No dia 24 de novembro a PGE protocolou um pedido à justiça para a concessão da tutela de urgência para autorizar o governo do estado a evacuar, ainda que contra vontade, os moradores das áreas de risco para que seja possível executar a demolição dos 893 imóveis.
Na próxima terça-feira (5) deve acontecer uma audiência virtual entre o Ministério Público, a Defensoria Pública e a equipe técnica que realizou estudos relacionados ao risco na área.
O protesto dos moradores às margens da rodovia Rio-Santos (SP-55) chamou atenção nas redes sociais e grupos de mensagem por receber contornos políticos.
De acordo com os moradores, existem vários imóveis destinados à demolição que não estariam em área de risco.
A Vila Sahy foi o epicentro da tragédia em fevereiro deste ano durante a tempestade que devastou a região. A maior chuva da história deixou milhares de desabrigados e 64 mortos.
Avanço
A Procuradoria Geral do Estado informou que, com o avanço dos estudos técnicos, ainda existem áreas de risco no bairro Vila Sahy. “Constatou-se que, em caso de repetição de chuvas torrenciais, existe alta possibilidade de reincidência dos mesmos sinistros ocorridos em fevereiro do corrente ano”.

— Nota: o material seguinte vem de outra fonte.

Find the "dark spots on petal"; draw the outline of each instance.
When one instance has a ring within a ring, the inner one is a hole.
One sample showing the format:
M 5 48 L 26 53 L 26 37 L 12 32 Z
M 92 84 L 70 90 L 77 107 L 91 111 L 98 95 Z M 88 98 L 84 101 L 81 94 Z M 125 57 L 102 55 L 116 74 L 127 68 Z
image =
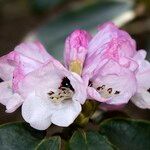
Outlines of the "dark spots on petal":
M 115 93 L 114 94 L 120 94 L 120 91 L 115 91 Z
M 63 80 L 61 82 L 61 86 L 59 87 L 59 89 L 63 90 L 63 87 L 69 88 L 70 90 L 74 91 L 74 88 L 72 87 L 70 80 L 67 77 L 63 78 Z
M 50 91 L 50 92 L 48 93 L 48 95 L 52 95 L 52 94 L 54 94 L 54 92 L 53 92 L 53 91 Z
M 150 88 L 149 88 L 149 89 L 147 89 L 147 92 L 149 92 L 149 93 L 150 93 Z
M 107 92 L 108 92 L 109 94 L 111 94 L 111 93 L 112 93 L 112 88 L 109 88 L 109 89 L 107 90 Z

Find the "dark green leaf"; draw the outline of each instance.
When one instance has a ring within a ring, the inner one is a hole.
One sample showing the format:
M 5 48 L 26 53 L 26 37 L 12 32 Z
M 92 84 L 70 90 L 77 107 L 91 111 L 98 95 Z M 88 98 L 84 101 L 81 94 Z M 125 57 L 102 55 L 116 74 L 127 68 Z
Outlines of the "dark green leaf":
M 69 141 L 70 150 L 113 150 L 112 144 L 98 132 L 76 131 Z
M 45 137 L 25 123 L 10 123 L 0 126 L 0 150 L 33 150 Z
M 119 150 L 150 150 L 150 122 L 109 119 L 101 124 L 100 133 Z
M 52 137 L 44 139 L 37 147 L 36 150 L 59 150 L 61 147 L 60 137 Z

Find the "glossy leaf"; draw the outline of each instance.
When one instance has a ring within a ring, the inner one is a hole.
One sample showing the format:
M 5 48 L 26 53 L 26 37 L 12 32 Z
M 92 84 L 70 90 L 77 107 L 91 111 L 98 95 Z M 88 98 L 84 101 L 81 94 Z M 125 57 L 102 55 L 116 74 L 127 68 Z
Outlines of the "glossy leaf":
M 100 125 L 100 133 L 119 150 L 149 150 L 150 122 L 109 119 Z
M 114 146 L 98 132 L 76 131 L 69 141 L 70 150 L 113 150 Z
M 25 123 L 10 123 L 0 126 L 1 150 L 33 150 L 45 137 Z

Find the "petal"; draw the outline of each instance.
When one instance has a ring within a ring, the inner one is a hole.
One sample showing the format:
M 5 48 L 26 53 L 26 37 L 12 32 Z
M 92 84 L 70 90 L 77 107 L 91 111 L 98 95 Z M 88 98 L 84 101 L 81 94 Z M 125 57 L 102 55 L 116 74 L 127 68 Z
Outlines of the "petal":
M 64 77 L 57 69 L 51 61 L 42 68 L 29 73 L 19 83 L 19 93 L 26 97 L 28 93 L 36 91 L 45 93 L 51 90 L 56 91 Z
M 24 55 L 41 63 L 45 63 L 52 58 L 39 41 L 21 43 L 15 48 L 15 51 L 20 55 Z
M 84 62 L 90 39 L 90 34 L 85 30 L 75 30 L 66 39 L 64 60 L 68 67 L 74 60 Z
M 40 42 L 29 42 L 18 45 L 13 52 L 8 54 L 8 59 L 16 65 L 13 74 L 13 89 L 17 91 L 19 82 L 26 74 L 40 68 L 52 57 Z
M 45 130 L 51 125 L 51 102 L 40 95 L 30 93 L 22 105 L 22 116 L 33 128 Z
M 146 89 L 140 89 L 132 98 L 131 101 L 139 108 L 150 109 L 150 93 Z
M 84 84 L 83 80 L 76 73 L 73 73 L 73 76 L 70 76 L 68 78 L 70 79 L 71 85 L 75 90 L 73 100 L 80 102 L 80 104 L 84 104 L 87 98 L 87 93 L 86 93 L 86 85 Z
M 119 30 L 111 22 L 99 27 L 99 32 L 89 44 L 89 53 L 106 50 L 107 48 L 109 53 L 114 53 L 117 48 L 122 56 L 133 56 L 136 52 L 135 41 L 127 32 Z
M 53 113 L 51 121 L 53 124 L 61 127 L 68 127 L 81 112 L 81 105 L 77 101 L 66 100 L 59 107 Z
M 7 55 L 0 57 L 0 78 L 4 81 L 11 80 L 14 67 L 7 61 Z
M 23 104 L 24 100 L 22 97 L 15 93 L 13 96 L 9 99 L 6 105 L 6 112 L 7 113 L 12 113 L 14 112 L 17 108 L 19 108 Z
M 90 99 L 94 99 L 99 102 L 103 102 L 101 95 L 93 87 L 88 87 L 87 92 L 88 92 Z
M 13 93 L 10 81 L 0 83 L 0 103 L 6 106 L 6 112 L 14 112 L 22 103 L 22 97 Z
M 108 89 L 112 88 L 112 93 L 109 98 L 96 98 L 98 101 L 106 102 L 107 104 L 120 105 L 127 103 L 137 90 L 137 81 L 134 73 L 120 66 L 116 62 L 109 61 L 99 72 L 99 74 L 91 80 L 94 87 L 105 85 L 105 94 L 108 94 Z M 115 94 L 119 91 L 119 94 Z M 97 93 L 94 93 L 97 95 Z
M 139 70 L 136 74 L 138 90 L 131 101 L 140 108 L 150 109 L 150 63 L 144 58 L 144 51 L 139 51 L 136 55 L 139 63 Z
M 16 53 L 15 51 L 8 55 L 9 60 L 15 62 L 16 64 L 13 72 L 13 90 L 17 91 L 19 82 L 23 80 L 28 73 L 40 68 L 43 64 L 20 53 Z

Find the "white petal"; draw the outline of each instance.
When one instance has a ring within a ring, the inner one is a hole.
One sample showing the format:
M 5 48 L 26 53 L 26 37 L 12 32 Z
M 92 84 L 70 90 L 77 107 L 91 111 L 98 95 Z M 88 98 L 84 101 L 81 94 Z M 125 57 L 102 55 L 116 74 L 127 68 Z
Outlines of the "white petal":
M 8 81 L 13 77 L 14 67 L 7 61 L 7 55 L 0 57 L 0 78 Z
M 10 81 L 0 83 L 0 103 L 6 106 L 6 112 L 11 113 L 15 111 L 22 103 L 22 97 L 13 93 Z
M 45 130 L 51 125 L 51 102 L 46 97 L 31 93 L 22 105 L 24 120 L 38 130 Z
M 84 104 L 87 98 L 86 85 L 78 74 L 72 73 L 72 75 L 73 76 L 68 77 L 75 90 L 75 94 L 72 99 L 80 102 L 80 104 Z
M 59 107 L 60 108 L 53 113 L 51 121 L 53 124 L 61 127 L 68 127 L 81 112 L 81 105 L 77 101 L 66 100 Z
M 42 68 L 28 74 L 19 85 L 19 92 L 25 97 L 30 92 L 48 93 L 56 91 L 62 82 L 62 76 L 58 74 L 58 70 L 53 63 L 48 63 Z
M 137 92 L 132 98 L 131 101 L 139 108 L 150 109 L 150 93 L 144 89 L 141 89 Z

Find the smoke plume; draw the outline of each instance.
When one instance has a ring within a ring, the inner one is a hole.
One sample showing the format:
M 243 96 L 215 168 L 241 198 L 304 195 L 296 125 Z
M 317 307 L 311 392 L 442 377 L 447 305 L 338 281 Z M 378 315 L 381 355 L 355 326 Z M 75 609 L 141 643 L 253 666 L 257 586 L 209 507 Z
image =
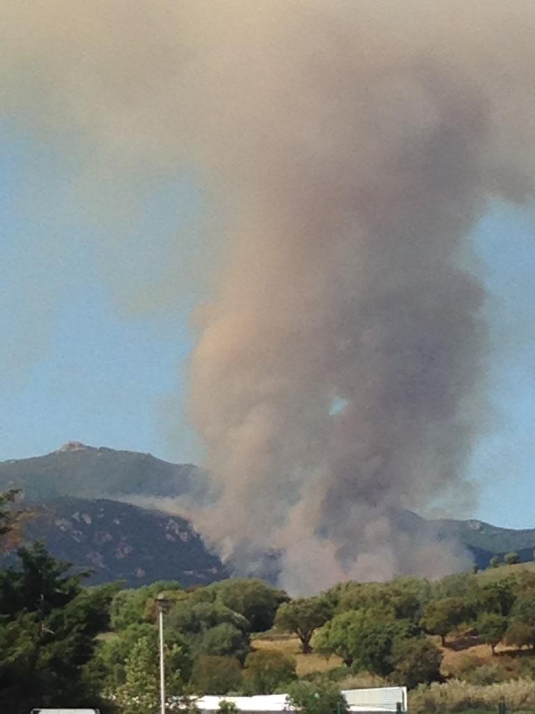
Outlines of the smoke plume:
M 203 534 L 243 572 L 282 551 L 302 591 L 457 566 L 395 514 L 472 496 L 469 236 L 489 200 L 532 193 L 533 4 L 1 4 L 10 116 L 76 131 L 86 177 L 193 166 L 210 196 Z

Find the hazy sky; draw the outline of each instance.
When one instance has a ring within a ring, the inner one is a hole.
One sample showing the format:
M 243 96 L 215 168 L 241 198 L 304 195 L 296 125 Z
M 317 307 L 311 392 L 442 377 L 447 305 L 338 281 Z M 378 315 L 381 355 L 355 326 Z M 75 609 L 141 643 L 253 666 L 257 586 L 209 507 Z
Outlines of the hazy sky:
M 190 176 L 134 178 L 116 188 L 135 192 L 138 215 L 100 225 L 73 210 L 67 188 L 76 171 L 52 139 L 11 125 L 1 126 L 1 137 L 0 458 L 78 440 L 198 461 L 184 404 L 194 341 L 188 323 L 205 276 L 190 271 L 183 289 L 155 306 L 144 299 L 141 308 L 136 293 L 158 292 L 176 246 L 178 263 L 194 264 L 202 241 L 192 221 L 208 210 L 200 192 Z M 470 474 L 482 484 L 474 515 L 515 528 L 535 526 L 534 227 L 534 214 L 496 205 L 474 236 L 489 296 L 495 411 L 472 459 Z M 103 258 L 98 246 L 112 229 L 124 240 Z M 126 274 L 133 287 L 118 294 Z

De acordo com a Procuradoria Geral do Estado, a Vila Sahy é um bairro que é contornado por uma encosta com declividade superior a 25 graus, o que traz potencial perigo de movimentação de massas. “Os referidos estudos delimitam o polígono da área em que é recomendada a remoção dos ocupantes e demolição de edificações”.
A PGE também aponta que além do risco intrínseco das áreas, não é possível a execução dessas medidas sem a prévia desocupação dos imóveis. “São duas, portanto, as razões que exigem a desocupação ora pleiteada: o risco próprio ao terreno de sofrer deslizamentos em caso de chuvas (com os prejuízos sabidos como destruição das casas, desabrigamento e ocorrência de mortes) e a necessidade de abertura de espaço para as obras que podem justamente evitar essas ocorrências”.
Resistência
A PGE sabe da resistência de parte dos moradores em permanecer morando nas áreas de risco. “Diante disso, há necessidade de remoção preventiva de forma coercitiva, de modo a se afastar o risco da concretização do sinistro. A remoção será operacionalizada pela CDHU, com o apoio das Forças Públicas. Os cidadãos removidos receberão atendimento habitacional adequado”.
O prefeito de São Sebastião, Felipe Augusto (PSDB), disse na noite desta quinta-feira (30) por meio das redes sociais que a PGE soltou uma solicitação para remoção das famílias que morem em situação de vulnerabilidade na Vila Sahy. “Apresentou um mapa e fez um caminho necessário para a proteção dos demais moradores. O Juiz de São Sebastião, de uma forma responsável, correta e com toda a experiência que ele tem, chamou alguns órgãos para uma reunião, a prefeitura para repercutir essas demolições, a Defensoria e o Ministério Público”.
O Governo do Estado não comentou o assunto.